Такие признания настроения не поднимают. Вспоминаешь свое, из череды неудач, и что-то вампироподобное в человеческом облике тотчас обретает меня как добычу. Позванивая длинными очковыми цепями, которые болтаются, как подвески грузинской княжны, оно сразу предупреждает: «Придется подождать. Минутку-другую, возможно, больше. Неотложное задание». Цепями  смотрит в газету, еще секунда, и оно стряхнет на тебя прах сигареты. Статья о мышиной возне производит  бурные потрясения, фаланги свободной конечности отбивают барабанную дробь, учиняя самим звуком маленькую гражданскую казнь надо мной.  Без суда и следствия, без слов: «Государственный преступник». От нечего делать придумываю ему биографию и произвожу в экс-вольнодумца, сохранившего привычку почитывать на службе.
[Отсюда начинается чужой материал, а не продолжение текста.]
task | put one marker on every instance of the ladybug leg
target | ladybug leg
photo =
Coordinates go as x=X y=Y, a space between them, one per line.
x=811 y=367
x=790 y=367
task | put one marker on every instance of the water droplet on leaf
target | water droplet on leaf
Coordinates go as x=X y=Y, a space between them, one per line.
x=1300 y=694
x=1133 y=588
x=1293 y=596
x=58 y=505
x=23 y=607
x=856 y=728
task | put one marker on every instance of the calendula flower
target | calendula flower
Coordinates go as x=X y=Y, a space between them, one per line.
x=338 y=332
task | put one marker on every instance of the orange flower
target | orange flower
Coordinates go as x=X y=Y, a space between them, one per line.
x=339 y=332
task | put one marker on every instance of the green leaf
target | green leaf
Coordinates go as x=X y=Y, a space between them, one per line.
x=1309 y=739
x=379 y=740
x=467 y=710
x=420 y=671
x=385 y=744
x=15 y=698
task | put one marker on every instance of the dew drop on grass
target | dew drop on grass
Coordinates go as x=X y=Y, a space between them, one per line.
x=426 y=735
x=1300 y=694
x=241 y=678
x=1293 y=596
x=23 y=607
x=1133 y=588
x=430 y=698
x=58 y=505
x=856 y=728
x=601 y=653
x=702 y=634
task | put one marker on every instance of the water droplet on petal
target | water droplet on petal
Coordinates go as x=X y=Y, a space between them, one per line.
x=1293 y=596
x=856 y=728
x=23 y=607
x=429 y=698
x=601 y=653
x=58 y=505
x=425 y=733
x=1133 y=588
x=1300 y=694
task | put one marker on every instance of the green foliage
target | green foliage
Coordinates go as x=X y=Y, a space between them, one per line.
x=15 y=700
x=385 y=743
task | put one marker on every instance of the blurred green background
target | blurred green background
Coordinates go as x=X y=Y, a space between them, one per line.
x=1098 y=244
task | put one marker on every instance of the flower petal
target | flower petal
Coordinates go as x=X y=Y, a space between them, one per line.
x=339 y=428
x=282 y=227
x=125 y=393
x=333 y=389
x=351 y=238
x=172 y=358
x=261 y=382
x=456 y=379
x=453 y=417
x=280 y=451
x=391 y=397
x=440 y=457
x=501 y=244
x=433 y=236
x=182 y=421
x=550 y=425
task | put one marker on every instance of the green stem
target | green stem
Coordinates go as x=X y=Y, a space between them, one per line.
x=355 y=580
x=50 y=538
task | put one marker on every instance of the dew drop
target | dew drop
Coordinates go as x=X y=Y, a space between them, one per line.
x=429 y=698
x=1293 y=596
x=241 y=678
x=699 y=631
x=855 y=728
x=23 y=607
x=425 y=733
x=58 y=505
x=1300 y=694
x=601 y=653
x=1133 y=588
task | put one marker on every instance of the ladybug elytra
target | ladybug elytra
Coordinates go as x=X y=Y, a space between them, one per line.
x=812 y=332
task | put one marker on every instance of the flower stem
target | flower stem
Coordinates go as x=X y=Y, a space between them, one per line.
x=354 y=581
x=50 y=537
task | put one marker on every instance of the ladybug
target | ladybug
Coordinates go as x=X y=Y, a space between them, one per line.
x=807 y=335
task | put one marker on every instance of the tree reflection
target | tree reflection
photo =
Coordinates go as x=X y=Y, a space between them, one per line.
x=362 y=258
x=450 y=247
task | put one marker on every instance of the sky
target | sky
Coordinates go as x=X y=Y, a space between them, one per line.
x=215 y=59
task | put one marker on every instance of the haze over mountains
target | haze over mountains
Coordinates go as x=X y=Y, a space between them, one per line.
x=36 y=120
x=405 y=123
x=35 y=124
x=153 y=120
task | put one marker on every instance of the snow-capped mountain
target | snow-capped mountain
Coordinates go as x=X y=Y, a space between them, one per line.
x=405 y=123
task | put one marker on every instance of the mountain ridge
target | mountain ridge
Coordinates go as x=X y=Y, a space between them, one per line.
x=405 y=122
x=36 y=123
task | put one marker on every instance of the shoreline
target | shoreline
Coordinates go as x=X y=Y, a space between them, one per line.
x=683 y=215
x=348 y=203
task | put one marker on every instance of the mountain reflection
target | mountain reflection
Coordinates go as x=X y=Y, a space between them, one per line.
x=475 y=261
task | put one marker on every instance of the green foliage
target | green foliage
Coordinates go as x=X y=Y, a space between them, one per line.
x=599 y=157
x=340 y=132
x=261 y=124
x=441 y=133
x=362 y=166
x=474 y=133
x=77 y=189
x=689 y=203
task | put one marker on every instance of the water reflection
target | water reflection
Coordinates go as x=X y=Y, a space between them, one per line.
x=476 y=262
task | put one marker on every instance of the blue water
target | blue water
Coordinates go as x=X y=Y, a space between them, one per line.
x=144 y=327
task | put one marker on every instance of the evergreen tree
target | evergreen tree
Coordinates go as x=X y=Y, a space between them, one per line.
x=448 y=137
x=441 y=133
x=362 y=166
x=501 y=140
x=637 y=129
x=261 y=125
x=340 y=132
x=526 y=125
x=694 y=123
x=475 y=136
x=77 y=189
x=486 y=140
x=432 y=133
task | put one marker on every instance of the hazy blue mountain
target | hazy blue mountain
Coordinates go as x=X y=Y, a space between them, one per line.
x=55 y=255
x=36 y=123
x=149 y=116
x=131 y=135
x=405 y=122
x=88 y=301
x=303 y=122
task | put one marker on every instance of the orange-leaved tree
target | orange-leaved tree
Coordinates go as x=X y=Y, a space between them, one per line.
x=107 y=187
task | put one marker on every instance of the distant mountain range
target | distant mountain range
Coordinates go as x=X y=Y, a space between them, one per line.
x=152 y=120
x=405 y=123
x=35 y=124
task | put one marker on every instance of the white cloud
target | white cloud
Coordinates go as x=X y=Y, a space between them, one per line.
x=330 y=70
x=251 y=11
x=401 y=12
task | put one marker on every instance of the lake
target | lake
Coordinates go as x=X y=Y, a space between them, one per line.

Потом заполняю на него историю болезни и подыскиваю лечебную травку для внутреннего потребления. Отправляя  на курорт,  даю для компании ходячую бесполую идентичность. Но отказывается. Почему? Не привыкло изменять жене. В таком случае – оторвать башку: пусть умрет нравственным, числя себя мужчиной. Сейчас поднимет удивленные органы зрения, изречет: «Вы еще здесь? Я же сказало: явитесь через месяц.Только без эмоций. В противном случае ваш вопрос рассмотрению не подлежит».
 
     Наверно, специалист по замораживанию и должен обрывать на полуслове, чтобы поддерживать вечную мерзлоту внутри себя, пронести её сквозь века и передать прекрасному будущему. Преемники уже наготове, такие же демократически вероломные, желчекаменные и бесполые. А предшественник из темного прошлого давным-давно уверяет в почтении на архивной страничке, лежащей у меня под рукой.

     Опекуны, ксендзы, мачехи, разные барильо, высокопреосвященства, министры и прочие высшие инстанции, маленькие и большие вершители судеб с очками и цепями шли за мной по пятам. Я слышала, как летели камешки из-под ног. Тучей вились москиты и слепни. Голоса жужжали над ухом.  Господин министр обращал внимание на недостаточность ризницы в Никитской церкви и поручал заказать полное облачение для священнослужителей. Архиерей возмущался тем, что отхожие места помещены под алтарем, и директор сада предлагал выдвинуть их в пристройку. «Мускат белый, мускат розовый, Совиньон из подвалов экспериментального винзавода, заизюмленные тона с шоколадным оттенком»,- диктовал чиновник особых поручений и бетонных корпусов. А там компанию уже развлекал приголубленный шут профессор: «Бокал следует брать за ножку, а женщину ниже талии». И только действительный статский советник Щербаков пытался восстановить с межевым инженером  границы сада, докладывая Главному Иерарху: «Никитский сад теряет земли, а главное - физиономию изолированного учреждения».

     К причалу подошел катер, и на весь берег загремела музыка. Голоса сразу стихли. Вскоре катер повернул в сторону Гурзуфа; сошедшие экскурсанты потянулись долгой цепочкой к пепельной оливковой роще. Голубоватая, таяла вдалеке Ялта.